絞り加工用銅合金条EFHD®‐97を改良
~ 材料の異方性を低減することで、「耳」の出ない高深絞り加工を実現 ~
- EFHD®-97の絞り加工性を改良し、高強度・高導電率・高熱伝導性の特性を保ったまま「深さ/直径比」が10を超える円筒絞りを実現
- 半導体や基板検査装置に用いられるコンタクトプローブなど、大きな「深さ/直径比」が求められる製品への用途拡大を目指す
古河電気工業株式会社(本社:東京都千代田区大手町2丁目6番4号、代表取締役社長:森平英也)は、2023年3月にサンプル出荷を開始した銅合金条「EFHD®(E Furukawa High Drawability)」シリーズのうちEFHD®-97を改良し、深絞り加工性を向上させました。これにより、大きな「深さ/直径比」が求められる円筒絞りにも適用することが可能となり、半導体や基板検査装置に用いられるコンタクトプローブや円筒型ケースなどへの用途拡大を目指します。
背景
モビリティの電動化・自動化、クラウドコンピューティングや生成AIの普及により、半導体および電子回路基板製造の需要はますます増加し、これに伴い、より高速かつ高精度な半導体検査装置や基板検査装置の需要も増加しています。検査装置の高速化・高精度化にあたっては、検査用のコンタクトプローブのバレル(パイプ)部に用いられている黄銅、りん青銅、洋白などの銅合金製の部品の強度を高め、高導電率(高熱伝導率)な合金で置き換えることで、部品の剛性と放熱性を向上させることが有効と考えられます。
高強度・高導電性・高熱伝導性と絞り加工性を兼ね備えたEFHD®シリーズにはEFHD®-64(クロム系銅合金)、EFHD®‐97(コルソン系銅合金)、EFHD®-98S(コルソン系銅合金)がありますが、今回はこの3種のうち最も強度と導電性のバランスに優れたEFHD®-97を改良しました。
内容
当社独自の結晶方位制御技術を用いて圧延条特有の異方性(長手方向と幅方向で機械的特性が異なること)を低減することにより、円筒絞りの課題であった「耳」(注)の発生を抑制し、絞り加工性を改良しました(図1)。このたびの改良では、旭精機工業株式会社(本社:愛知県尾張旭市旭前町新田洞5050-1、代表取締役社長:神谷真二)との共創により、深さ/直径比が10を超える絞り加工を実現し、寸法精度(真円度)の高い加工が可能であることを確認しました(図2)。

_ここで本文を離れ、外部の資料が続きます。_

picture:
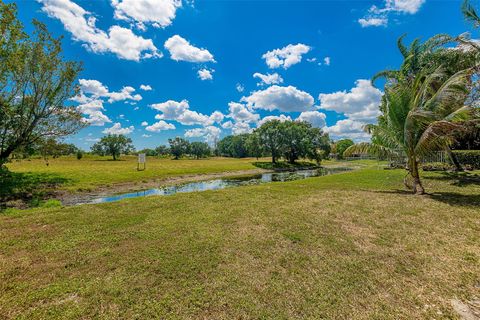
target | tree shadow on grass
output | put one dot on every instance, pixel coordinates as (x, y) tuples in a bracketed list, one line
[(25, 188), (284, 165), (458, 179), (451, 198)]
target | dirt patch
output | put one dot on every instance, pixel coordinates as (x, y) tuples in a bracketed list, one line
[(71, 198), (467, 311)]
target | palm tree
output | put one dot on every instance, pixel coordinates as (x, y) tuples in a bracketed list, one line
[(422, 104)]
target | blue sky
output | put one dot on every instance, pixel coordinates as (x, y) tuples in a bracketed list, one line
[(212, 68)]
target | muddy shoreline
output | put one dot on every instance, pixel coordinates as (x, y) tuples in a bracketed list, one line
[(71, 198)]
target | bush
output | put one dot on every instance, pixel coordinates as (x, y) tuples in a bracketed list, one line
[(468, 158)]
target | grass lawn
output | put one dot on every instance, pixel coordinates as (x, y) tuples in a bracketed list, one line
[(346, 246), (93, 171)]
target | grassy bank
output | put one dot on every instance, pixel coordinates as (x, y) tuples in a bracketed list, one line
[(91, 171), (346, 246)]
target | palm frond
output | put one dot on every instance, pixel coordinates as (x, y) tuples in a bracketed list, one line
[(435, 42), (451, 95), (470, 13), (386, 74), (401, 47), (435, 137)]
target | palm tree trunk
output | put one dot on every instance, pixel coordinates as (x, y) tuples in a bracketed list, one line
[(417, 183), (454, 159)]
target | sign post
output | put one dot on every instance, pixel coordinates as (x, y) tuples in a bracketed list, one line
[(141, 161)]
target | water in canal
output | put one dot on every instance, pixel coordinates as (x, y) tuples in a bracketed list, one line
[(223, 183)]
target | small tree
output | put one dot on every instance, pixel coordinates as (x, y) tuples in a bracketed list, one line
[(253, 145), (162, 150), (319, 145), (341, 146), (35, 83), (178, 147), (113, 145), (200, 149), (270, 136)]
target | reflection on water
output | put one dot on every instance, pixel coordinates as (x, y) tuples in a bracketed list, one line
[(224, 183)]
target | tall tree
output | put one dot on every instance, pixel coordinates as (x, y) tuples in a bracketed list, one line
[(178, 147), (254, 146), (113, 145), (35, 83), (270, 135), (200, 149), (342, 145), (422, 105)]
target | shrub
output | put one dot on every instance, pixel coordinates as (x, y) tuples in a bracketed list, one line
[(468, 158)]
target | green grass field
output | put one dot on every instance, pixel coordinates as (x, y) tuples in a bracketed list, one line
[(92, 171), (347, 246)]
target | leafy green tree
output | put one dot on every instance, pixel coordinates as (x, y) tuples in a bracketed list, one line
[(342, 145), (424, 103), (234, 146), (319, 145), (270, 136), (200, 149), (148, 152), (113, 145), (296, 139), (162, 150), (253, 145), (178, 147), (35, 83)]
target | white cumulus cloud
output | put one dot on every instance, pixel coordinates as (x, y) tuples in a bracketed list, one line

本製品は本年度中の量産・販売開始を予定しており、2025年度には月産20トン以上を目指します。今後も幅広い用途へEFHD®シリーズを提供することで、様々な電子部品の高周波化・大電流化・小型化の実現と、それによるデータ通信技術の高度化に貢献してまいります。
(注) 板材から円筒状など立体形状に加工したときに発生する形状不良(うねり)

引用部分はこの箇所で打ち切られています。